Federal prosecutors indicted Mohammed for the murder of 213 people, including 12 Americans, killed in Nairobi blast. Another 11 were killed in the Dar es Salaam, Tanzania, bombing.
Mohammed was never caught before el Hage, Odeh, al-'Owhali and another man stood trial for the embassy bombings. In 2001, a jury convicted all four defendants; they're now serving life sentences.
Mohammed was still a presence in the trial — seen at one point on
in grainy, amateur video of scenes from the aftermath of a 1996 ferry accident in central Africa's Lake Victoria (bordered by Kenya, Tanzania, and Uganda).Mohammed had gone to the scene because al Qaeda feared its then-military leader, Abu Ubaidah al-Banshiri, was among 1,000 people who had drowned in the accident. He did. One of the accident's survivors, who happened to be Abu Ubaidah's brother-in-law, described seeing Mohammed there. Together they looked for Abu Ubaidah's body — but never found it.

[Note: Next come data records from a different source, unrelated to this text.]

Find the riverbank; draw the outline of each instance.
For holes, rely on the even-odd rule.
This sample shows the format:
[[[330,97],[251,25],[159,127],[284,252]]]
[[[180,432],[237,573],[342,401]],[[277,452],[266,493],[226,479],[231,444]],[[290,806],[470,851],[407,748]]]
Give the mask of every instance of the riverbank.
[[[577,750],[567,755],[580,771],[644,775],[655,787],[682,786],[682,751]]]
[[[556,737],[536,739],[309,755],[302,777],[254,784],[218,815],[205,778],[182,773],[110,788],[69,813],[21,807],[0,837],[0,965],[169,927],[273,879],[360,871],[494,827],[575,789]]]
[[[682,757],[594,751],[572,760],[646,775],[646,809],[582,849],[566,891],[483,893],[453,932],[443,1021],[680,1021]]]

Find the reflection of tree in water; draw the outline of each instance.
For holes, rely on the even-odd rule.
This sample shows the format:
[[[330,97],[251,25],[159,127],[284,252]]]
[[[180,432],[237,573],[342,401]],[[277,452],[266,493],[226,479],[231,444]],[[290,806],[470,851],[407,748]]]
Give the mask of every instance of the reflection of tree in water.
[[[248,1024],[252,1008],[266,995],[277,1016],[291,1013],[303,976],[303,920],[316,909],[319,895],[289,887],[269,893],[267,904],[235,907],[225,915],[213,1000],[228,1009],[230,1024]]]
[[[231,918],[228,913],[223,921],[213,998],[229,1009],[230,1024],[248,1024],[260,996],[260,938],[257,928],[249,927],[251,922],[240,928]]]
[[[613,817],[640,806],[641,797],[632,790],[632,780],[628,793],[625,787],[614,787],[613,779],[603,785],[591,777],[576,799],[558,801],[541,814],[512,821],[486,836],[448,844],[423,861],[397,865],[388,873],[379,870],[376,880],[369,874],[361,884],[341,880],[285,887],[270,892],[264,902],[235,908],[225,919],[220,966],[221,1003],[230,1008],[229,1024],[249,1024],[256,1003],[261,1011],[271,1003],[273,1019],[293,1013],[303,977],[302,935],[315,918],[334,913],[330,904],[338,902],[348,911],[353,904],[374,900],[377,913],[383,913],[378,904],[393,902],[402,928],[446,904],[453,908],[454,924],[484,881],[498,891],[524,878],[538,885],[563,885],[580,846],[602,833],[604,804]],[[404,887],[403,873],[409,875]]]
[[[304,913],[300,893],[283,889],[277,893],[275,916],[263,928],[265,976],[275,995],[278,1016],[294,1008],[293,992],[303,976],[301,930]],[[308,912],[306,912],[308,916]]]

If he were captured and put on trial, Mohammed would face the death penalty. The United States, which has Mohammed's DNA and fingerprints from belongings seized in Kenya and Comoros, offered a $5 million reward for information leading to his arrest.
Mohammed is also suspected by Kenyan officials of organizing the Nov. 26, 2002, truck bombing of the Israeli-owned Paradise Hotel, in coastal Mombasa, which killed 15 people, and of coordinating the same-day launch of two shoulder-fired missiles at an Israeli airliner taking off from Mombasa, Kenya. The missiles missed.
In June, Assistant U.S. Secretary of State for African Affairs, Jendayi Frazer, called on Islamist militia leaders in Somalia to turn over Mohammed and two other al Qaeda operatives believed to be hunkered down in Somalia — Kenyan Saleh Ali Saleh Nabhan, who allegedly engaged in the Mombasa plots, and Sudanese Abu Taha al-Sudani, who was described by Al Fadl in court as a explosives trainer who led al Qaeda incursions in Somalia in the early 1990s. Neither Nabhan nor al-Sudani is under indictment in the United States.